View Full Version : It is official. I am worried
As many of you know I have been concerned about my daughter because she has had problems with her joints for about 8 years. She went to a rhuemy when she was 6 who said her knee was out of place and told her to wear a brace when exercising. It began to get worse last year and I took her back to her regular doctor (who is WONDERFUL) and he gave her some strong meds to take to help with her knees. It didn't help and it has now progressed from just the knees to the hips (which pop out of place), lower back and neck.
Last week she told me that she was getting pains in her hands. It wasn't until she was talking about it yesterday that I figured out she was talking about the "pins and needle" feeling that many of us get. That concerned me even more but I was still not officially worrying.

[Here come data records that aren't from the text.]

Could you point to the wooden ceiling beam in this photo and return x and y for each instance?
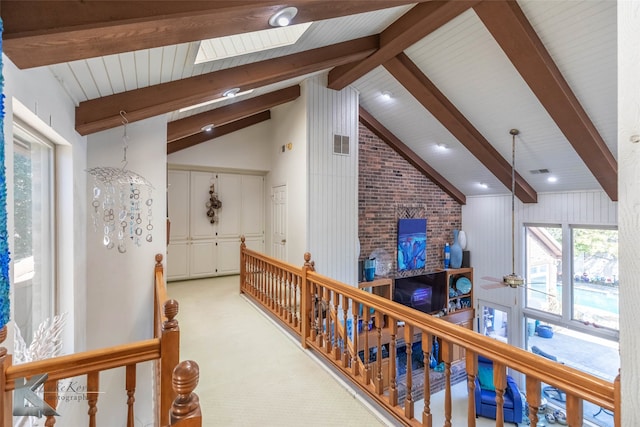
(413, 26)
(517, 38)
(217, 132)
(191, 125)
(410, 156)
(425, 92)
(104, 113)
(38, 33)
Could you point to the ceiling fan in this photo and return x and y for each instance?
(512, 280)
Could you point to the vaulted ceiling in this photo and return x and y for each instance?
(460, 75)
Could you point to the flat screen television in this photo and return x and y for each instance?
(425, 292)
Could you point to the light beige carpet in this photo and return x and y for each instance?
(251, 372)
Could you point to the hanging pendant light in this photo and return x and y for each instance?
(513, 279)
(122, 202)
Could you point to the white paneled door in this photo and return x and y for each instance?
(279, 218)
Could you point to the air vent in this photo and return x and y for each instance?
(341, 144)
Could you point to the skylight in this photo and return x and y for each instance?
(242, 44)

This morning I began to worry. We had a cold front move in last night and I, of course, am feeling it today. My daughter, being a normal teen, slept late. When she woke up she came out and I did the usual "Good morning honey. How are you this morning". Her response hit me at my core. "I don't feel good mom. I hurt". I asked where she hurt and she said "All over. My knees, my neck, my back, all of my joints and even my muscles. I just hurt so bad". NOT what I wanted to hear.
Her appointment with the rhuemy is Thurs morning at Texas Children's in Houston. He is the head of the Rhuemy department there. On the one hand I want to find out what is wrong so they can make her better but on the other hand I can't imagine having to watch my daughter going through what I go through. I can handle it. I don't know if I can handle having to watch my baby like this.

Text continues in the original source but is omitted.